Wednesday, January 27, 2010

Take your pills, please

This is Eran Shavelsky, CEO of MedMinder, holding his company's product. I think it is really interesting and wanted to share it with you. It is billed as an "intelligent pillbox system" and is designed to help patients be more likely to take their medications as prescribed. Scott Kirsner at the Boston Globe wrote about this last summer.

Then pillbox has an embedded cellular phone that can send reminders by phone call, text message, or email. It also has lights that blink and sound alerts that beep. You can program it to send reminders in any or all of these formats -- but not just to the patient. The reminders can also go to a trusted family member and/or the provider. These can be easily programmed on the company website. You load up a month's worth of medications, and on you go. Or, if you forget to load up the medicines, you can have an alert about that.

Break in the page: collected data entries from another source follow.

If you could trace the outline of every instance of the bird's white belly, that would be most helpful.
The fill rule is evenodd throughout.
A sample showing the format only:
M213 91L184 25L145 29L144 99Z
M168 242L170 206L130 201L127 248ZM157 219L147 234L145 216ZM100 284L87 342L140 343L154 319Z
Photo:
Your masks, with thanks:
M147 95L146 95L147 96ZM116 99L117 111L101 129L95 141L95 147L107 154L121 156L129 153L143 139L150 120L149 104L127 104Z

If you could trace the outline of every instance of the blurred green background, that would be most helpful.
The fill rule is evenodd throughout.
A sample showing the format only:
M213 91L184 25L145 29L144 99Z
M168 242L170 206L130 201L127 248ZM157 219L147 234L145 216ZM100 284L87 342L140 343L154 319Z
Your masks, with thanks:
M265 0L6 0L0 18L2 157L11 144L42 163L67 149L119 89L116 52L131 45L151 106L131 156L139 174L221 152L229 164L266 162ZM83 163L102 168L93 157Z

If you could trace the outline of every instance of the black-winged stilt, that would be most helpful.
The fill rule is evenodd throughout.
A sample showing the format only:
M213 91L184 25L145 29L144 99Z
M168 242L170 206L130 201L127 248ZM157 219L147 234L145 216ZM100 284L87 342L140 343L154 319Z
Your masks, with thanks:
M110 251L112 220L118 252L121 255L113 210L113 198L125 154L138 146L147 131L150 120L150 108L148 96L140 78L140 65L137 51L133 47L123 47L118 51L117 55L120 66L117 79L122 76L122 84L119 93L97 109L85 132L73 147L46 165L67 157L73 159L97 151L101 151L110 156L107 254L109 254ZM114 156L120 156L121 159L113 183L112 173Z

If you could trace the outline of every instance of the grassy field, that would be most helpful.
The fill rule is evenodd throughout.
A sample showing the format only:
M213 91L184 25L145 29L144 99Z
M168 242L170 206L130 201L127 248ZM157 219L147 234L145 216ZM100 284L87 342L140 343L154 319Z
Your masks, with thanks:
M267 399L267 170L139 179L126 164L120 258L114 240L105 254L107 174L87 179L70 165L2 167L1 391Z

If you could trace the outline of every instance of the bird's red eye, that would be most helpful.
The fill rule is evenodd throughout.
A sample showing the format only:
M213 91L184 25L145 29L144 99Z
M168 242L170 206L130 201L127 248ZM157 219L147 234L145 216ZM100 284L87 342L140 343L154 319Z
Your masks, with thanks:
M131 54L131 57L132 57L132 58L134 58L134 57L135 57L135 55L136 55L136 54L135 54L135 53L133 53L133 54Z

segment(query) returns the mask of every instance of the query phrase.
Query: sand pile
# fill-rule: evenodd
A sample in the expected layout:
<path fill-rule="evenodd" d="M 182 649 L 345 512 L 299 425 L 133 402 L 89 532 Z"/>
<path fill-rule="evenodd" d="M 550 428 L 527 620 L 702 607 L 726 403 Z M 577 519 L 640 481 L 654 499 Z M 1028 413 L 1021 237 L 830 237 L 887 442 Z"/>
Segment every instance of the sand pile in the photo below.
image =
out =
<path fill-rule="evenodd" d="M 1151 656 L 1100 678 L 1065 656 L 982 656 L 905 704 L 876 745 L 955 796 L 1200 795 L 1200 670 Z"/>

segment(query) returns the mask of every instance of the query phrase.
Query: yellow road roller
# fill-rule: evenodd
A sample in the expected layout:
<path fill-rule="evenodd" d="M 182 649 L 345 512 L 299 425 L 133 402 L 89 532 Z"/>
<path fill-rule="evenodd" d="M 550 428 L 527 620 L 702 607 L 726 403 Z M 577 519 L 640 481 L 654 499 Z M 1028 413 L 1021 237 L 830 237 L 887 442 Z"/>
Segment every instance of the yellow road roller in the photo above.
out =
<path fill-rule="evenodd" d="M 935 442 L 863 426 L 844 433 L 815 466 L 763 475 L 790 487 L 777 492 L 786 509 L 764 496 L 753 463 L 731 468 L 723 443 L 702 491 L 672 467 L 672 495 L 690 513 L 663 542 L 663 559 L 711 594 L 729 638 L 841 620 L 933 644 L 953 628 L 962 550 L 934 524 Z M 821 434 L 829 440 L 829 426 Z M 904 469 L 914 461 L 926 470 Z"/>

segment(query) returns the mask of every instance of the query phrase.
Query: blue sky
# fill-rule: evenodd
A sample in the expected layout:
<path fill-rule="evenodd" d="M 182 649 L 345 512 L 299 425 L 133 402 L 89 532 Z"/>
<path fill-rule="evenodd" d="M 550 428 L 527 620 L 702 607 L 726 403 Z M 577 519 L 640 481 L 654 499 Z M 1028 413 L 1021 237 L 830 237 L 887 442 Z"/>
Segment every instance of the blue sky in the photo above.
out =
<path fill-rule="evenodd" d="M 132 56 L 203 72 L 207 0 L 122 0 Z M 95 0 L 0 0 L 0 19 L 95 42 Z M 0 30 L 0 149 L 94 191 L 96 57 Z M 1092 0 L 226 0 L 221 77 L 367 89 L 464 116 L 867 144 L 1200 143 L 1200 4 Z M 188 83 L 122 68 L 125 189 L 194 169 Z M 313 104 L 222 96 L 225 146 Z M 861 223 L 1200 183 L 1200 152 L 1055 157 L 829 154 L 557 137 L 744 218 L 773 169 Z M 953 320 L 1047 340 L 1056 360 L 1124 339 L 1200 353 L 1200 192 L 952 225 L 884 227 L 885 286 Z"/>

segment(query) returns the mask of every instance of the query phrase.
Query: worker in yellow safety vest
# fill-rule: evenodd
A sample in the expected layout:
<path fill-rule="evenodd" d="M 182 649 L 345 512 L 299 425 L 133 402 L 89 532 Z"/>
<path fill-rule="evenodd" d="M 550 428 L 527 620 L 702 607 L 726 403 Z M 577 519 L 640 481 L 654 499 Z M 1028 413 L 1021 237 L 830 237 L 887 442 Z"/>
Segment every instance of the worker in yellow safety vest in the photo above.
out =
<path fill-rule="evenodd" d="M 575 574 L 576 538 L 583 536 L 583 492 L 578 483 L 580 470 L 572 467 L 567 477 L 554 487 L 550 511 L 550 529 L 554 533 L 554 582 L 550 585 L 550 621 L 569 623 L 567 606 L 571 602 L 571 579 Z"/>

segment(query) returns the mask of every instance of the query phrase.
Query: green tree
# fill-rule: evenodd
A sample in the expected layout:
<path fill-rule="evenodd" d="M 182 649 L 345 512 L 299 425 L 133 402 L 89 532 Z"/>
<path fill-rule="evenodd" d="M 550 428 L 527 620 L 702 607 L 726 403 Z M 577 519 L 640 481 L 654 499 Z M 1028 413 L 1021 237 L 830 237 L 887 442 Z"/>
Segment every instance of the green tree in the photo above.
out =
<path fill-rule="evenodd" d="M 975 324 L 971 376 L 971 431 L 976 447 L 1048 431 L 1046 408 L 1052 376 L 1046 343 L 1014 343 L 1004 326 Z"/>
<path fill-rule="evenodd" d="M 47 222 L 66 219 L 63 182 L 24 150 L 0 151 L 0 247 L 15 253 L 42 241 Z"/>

As an example, here's the simulated email it sent me:

This is an alert from MedMinder. You are receiving this alert because you are listed in the system as a patient or caregiver who should be notified of this event. The system reported the following event on 1/27/2010 12:17:45 PM (EST):

Reminder: The patient has not yet removed the Wednesday Noon medication cup.

Eran and his folks are in the midst of trials with physicians and patients with hypertension and also post-surgical patients who need protracted doses of medication. They are looking for other interested provider groups.

9 comments:

Michael Kirsch, M.D. said...

Cool gadget. It needs to be miniaturized. Looks like a muffin tin!

Anonymous said...

I respectfully disagree, in that lots of patients don't have the physical dexterity to deal with smaller containers.

Bernz said...

I don't represent either of these companies, but I feel I must mention the competition:

http://www.medsignals.com
http://www.informedix.com
http://www.rxvitality.com

And alittle Boston thumbs-up: rxvitality.com is based here.

Jeff Booth said...

Hopefully this will be expanded to chronic disease groups such as heart failure, where medication compliance is a known contributor to high readmx rates... certainly in the insurance companies' best interests to keep the patients from being readmitted... will they cover the cost?

Anonymous said...

I agree. I can see it being worth the cost (which Eran says is about $30 per month) for either the insurance company or for a multi-specialty pratice group that is being reimbursed on a capitated basis.

Anonymous said...

it seems like another unreimbursed 'chore' for the providers. i can only imagine the volume of calls the engineers thought would be nice 'add-on' features but in practice are a nightmare. from the provider side, i say no way.
it seems great for tech savvy family members though. i wonder what happens when changes are made mid stream to the medication regimen. who has the knowledge of which pills to pull out of the pillbox? if someone screws up with the initial placement into the boxes, that will be hard to detect.
it also looks like it is 4x7 meaning the day you have to fill these is going to change significantly over the course of the year.
i wonder what threshold number of pills is for that to make sense?
love the innovative spirit though.

BG said...

I wonder whether this might be useful in group homes for the severely mentally ill. They probably don't have the money, but computerizing those records could be very useful.

REKording said...

As someone who takes 18 pill a day, I am happy to see the large conainers. I would like to see this device combined with a pharmacy service that pre-packages your doses. One of the onerous chores of chronic pill taking is preparing the doses. It sounds easy, but it gets tiresome. Since pharmacists must count the pills anyway, packaging them into personal dose packs is a great value added service that could play well with this device, and might help the standarization of a machine readable package.

Just an idea. Wish I had the energy to pursue it.

Remie J. Smith said...

This is a great technical achievement and I wish them all the success with this. Medication compliance is such a significant problem costing lives and billions in unneeded hospital admissions each year. Just a word of caution, there are so many significant barriers to success. For instance:


• Who in the payers for the device and service?

• How much will the service cost?

• Who is legally able to load (repackage) the medications into the device?

• What happens when medications come from more than one pharmacy source?

• Is the labor required to maintain this solution economically viable?

• Are the containers childproof preventing accidental dosing?



All of these are all tough questions and there are a dozen more equally difficult. Whoever is successful in this area has to address all of these issues.